Learning rate warm-up with SGD

gamebo5000 · July 16, 2020, 5:20pm

I am looking for a way to do Epoch warm-ups/ learning rate warmups with SGD, but I can’t find anything useful. The best thing I could find was this site: https://github.com/Tony-Y/pytorch_warmup but this is for ADAM and I am looking for a way to do this SGD. can someone point me in the right direction?

ptrblck · July 19, 2020, 4:53am

Have you tried using this package on other optimizers?
And if so, do you get an error? From the docs I cannot see that it’s only limited to Adam or any other optimizer besides this special warmup for RAdam.

slyviacassell · January 22, 2021, 3:57am

Hi, I think you may miss this description of pytorch_warmup in the docs:

The warmup factor depends on Adam's `beta2` parameter for `RAdamWarmup` . Please see the original paper for the details.
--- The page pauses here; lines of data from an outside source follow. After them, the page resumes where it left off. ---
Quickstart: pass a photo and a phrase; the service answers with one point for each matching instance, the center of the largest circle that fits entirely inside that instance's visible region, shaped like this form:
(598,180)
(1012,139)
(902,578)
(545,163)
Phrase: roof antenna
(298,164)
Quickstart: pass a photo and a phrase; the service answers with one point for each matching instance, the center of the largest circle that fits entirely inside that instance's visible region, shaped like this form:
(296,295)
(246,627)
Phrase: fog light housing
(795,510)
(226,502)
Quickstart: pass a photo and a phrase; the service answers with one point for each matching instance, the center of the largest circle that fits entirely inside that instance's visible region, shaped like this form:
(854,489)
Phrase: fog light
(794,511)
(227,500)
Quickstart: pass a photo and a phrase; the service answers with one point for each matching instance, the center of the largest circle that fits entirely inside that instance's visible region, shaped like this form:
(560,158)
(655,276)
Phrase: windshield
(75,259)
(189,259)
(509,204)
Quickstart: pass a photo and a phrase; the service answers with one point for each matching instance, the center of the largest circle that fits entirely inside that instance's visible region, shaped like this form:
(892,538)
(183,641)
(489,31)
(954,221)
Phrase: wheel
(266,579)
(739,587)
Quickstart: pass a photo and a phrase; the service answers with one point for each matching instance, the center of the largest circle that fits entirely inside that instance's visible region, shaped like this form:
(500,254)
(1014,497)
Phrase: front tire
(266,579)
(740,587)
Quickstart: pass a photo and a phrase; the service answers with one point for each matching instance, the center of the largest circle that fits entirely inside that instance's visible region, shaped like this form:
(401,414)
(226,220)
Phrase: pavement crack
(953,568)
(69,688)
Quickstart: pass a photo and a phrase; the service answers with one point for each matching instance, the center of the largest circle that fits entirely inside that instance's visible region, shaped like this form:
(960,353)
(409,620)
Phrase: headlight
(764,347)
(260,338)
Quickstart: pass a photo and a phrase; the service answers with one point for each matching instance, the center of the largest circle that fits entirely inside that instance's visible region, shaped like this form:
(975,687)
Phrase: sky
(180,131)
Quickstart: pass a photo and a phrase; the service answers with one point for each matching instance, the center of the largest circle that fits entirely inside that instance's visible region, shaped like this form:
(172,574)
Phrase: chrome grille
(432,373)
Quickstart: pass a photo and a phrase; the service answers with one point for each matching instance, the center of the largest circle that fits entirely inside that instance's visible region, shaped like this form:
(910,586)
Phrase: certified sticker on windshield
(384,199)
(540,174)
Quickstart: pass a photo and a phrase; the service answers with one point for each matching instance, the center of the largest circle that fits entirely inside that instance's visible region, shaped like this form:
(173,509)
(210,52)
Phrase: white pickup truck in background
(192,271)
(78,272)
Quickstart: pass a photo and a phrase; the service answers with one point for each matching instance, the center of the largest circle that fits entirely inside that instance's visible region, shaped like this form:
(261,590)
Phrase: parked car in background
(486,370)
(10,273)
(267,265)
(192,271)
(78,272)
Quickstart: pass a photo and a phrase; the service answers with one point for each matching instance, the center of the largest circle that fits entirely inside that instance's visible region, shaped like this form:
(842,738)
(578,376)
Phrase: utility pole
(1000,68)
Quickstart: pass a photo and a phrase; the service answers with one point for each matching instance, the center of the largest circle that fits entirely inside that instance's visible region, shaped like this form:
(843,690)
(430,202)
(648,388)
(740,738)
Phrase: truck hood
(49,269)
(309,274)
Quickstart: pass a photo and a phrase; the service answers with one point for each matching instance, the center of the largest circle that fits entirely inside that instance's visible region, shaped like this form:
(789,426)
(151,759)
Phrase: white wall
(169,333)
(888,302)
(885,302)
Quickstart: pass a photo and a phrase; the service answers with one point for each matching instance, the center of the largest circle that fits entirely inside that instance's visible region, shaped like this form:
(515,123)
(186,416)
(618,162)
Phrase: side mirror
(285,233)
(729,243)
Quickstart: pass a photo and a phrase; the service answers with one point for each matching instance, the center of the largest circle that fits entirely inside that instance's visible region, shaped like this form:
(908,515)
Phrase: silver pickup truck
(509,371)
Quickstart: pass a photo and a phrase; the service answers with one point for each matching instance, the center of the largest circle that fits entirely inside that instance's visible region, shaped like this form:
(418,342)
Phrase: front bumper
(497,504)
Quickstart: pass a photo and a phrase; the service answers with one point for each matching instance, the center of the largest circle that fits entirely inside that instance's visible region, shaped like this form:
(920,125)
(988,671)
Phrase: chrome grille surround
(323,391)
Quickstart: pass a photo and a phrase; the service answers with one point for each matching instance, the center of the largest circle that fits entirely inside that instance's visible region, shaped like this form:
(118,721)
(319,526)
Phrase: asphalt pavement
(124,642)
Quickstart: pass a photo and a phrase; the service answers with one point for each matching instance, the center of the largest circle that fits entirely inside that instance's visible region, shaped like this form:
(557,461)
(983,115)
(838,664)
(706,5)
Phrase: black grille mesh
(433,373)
The author says that the implementation depends on the parameter of Adam. So I think pytorch_warmup cannot be used for SGD optimizer. Maybe I will check the code for more details when I am free.

developer0hye · February 14, 2022, 1:07pm

Refer my project to easily use learning rate warmup method!

Mole_m7b5 · April 17, 2023, 1:37pm

The Untuned warmup methods rely on Adam’s beta parameter. But if you just use the standard linear or exponential warmup, where you specify the number of warmup sets, I believe this can be used with any optimiser.